Keuangan

Parlemen China Revisi UU Perdagangan Luar Negeri, Beri Kewenangan Balas Mitra Dagang dan Batasi Ekspor Strategis

Parlemen China telah menyetujui revisi undang-undang (UU) perdagangan luar negeri yang bertujuan memperkuat kemampuan Beijing dalam menghadapi perang dagang. Aturan baru ini juga akan membatasi pengiriman keluar mineral strategis serta semakin membuka perekonomian China yang bernilai sekitar US$ 19 triliun.

Mengutip Reuters pada Senin (29/12/2025), revisi terbaru Undang-Undang Perdagangan Luar Negeri ini dijadwalkan berlaku efektif pada 1 Maret 2026. Informasi tersebut dilaporkan kantor berita Xinhua pada Sabtu lalu.

Klik mureks.co.id untuk tahu artikel menarik lainnya!

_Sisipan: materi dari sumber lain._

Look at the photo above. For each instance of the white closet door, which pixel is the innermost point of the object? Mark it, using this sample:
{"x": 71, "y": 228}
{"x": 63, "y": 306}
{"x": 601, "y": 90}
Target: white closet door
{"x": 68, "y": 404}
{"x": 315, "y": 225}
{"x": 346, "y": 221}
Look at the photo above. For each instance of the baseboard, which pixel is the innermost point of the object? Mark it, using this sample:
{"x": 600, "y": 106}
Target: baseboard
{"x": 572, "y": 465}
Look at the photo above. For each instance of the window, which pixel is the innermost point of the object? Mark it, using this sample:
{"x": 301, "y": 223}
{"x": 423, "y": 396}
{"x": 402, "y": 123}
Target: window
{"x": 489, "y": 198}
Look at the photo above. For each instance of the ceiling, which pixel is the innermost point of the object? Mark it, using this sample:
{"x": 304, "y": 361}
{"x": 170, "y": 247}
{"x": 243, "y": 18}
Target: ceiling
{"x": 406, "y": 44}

Upaya China Bergabung dengan CPTPP

Langkah ini merupakan bagian dari upaya China merombak kerangka hukum perdagangannya. Tujuannya adalah meyakinkan negara-negara anggota blok perdagangan besar lintas Pasifik, Perjanjian Komprehensif dan Progresif untuk Kemitian Trans-Pasifik (CPTPP), bahwa China layak bergabung. Hal ini sejalan dengan upaya Beijing untuk mengurangi ketergantungan terhadap Amerika Serikat.

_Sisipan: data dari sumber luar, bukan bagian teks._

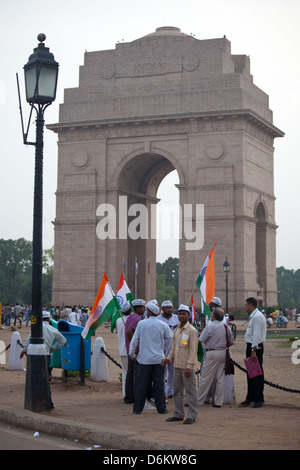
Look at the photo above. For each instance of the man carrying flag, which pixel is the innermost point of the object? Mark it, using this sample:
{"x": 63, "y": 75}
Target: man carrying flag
{"x": 104, "y": 307}
{"x": 194, "y": 323}
{"x": 123, "y": 294}
{"x": 206, "y": 282}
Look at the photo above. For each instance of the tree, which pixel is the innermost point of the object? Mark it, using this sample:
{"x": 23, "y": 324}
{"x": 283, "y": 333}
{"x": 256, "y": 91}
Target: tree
{"x": 288, "y": 284}
{"x": 16, "y": 272}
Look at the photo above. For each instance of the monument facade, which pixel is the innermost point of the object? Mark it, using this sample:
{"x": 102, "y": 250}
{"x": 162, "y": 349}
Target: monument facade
{"x": 162, "y": 102}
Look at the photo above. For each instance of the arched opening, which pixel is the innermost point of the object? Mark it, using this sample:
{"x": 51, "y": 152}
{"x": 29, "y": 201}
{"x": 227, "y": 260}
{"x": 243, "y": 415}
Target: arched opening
{"x": 261, "y": 245}
{"x": 167, "y": 240}
{"x": 147, "y": 181}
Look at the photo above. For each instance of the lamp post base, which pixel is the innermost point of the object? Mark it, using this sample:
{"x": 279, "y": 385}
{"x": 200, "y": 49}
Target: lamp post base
{"x": 37, "y": 388}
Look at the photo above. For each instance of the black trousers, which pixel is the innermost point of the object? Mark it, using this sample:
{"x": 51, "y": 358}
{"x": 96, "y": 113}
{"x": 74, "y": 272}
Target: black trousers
{"x": 147, "y": 374}
{"x": 131, "y": 379}
{"x": 255, "y": 390}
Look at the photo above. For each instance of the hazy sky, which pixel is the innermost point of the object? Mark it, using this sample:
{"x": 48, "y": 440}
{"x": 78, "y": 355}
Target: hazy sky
{"x": 266, "y": 30}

Undang-undang Perdagangan Luar Negeri pertama kali diadopsi pada tahun 1994 dan telah direvisi tiga kali sejak China bergabung dengan Organisasi Perdagangan Dunia (WTO) pada tahun 2001, dengan revisi terakhir pada tahun 2022.

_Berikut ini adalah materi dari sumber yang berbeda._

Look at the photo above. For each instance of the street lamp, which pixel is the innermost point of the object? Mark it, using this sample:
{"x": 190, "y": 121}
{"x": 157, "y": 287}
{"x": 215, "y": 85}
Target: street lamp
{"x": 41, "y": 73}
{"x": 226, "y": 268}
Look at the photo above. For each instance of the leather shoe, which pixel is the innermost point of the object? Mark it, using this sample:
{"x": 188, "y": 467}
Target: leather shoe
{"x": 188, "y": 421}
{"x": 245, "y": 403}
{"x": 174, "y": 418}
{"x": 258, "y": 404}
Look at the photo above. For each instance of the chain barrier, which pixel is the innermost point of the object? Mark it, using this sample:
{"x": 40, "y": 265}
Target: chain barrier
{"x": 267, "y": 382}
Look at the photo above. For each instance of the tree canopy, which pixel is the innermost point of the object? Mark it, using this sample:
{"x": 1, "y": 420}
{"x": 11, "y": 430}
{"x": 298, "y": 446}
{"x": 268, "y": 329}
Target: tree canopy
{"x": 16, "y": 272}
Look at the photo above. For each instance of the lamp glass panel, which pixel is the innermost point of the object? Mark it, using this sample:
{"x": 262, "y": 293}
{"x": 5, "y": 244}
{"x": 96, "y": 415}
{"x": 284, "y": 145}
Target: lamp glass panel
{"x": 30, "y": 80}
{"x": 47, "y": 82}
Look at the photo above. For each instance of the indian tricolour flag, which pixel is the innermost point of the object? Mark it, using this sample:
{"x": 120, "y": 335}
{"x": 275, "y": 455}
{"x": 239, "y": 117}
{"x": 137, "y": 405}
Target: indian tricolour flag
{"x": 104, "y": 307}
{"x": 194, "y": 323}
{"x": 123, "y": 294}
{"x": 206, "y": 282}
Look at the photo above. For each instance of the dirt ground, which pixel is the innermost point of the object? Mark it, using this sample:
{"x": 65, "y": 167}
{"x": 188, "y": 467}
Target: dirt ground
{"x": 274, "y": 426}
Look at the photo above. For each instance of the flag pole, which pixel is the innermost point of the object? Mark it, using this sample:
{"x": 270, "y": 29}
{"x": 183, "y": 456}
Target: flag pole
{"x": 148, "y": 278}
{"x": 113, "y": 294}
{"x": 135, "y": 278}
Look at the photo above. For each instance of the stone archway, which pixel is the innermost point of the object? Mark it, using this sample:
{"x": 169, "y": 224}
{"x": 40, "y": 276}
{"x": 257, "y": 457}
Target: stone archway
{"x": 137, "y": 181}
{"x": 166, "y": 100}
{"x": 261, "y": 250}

Regulasi ini memberikan kewenangan kepada pemerintah untuk membalas mitra dagang yang membatasi ekspor China. Selain itu, aturan ini juga memungkinkan penerapan mekanisme seperti daftar negatif (negative lists) dan pembukaan sektor-sektor yang sebelumnya dibatasi bagi perusahaan asing.

Fokus Perdagangan Digital dan Perlindungan Kekayaan Intelektual

Dalam revisi terbaru, ditambahkan pula ketentuan bahwa perdagangan luar negeri harus melayani pembangunan ekonomi dan sosial nasional serta membantu membangun China menjadi negara perdagangan yang kuat. Revisi tersebut juga disebut memperluas dan menyempurnakan perangkat hukum China untuk menghadapi tantangan eksternal.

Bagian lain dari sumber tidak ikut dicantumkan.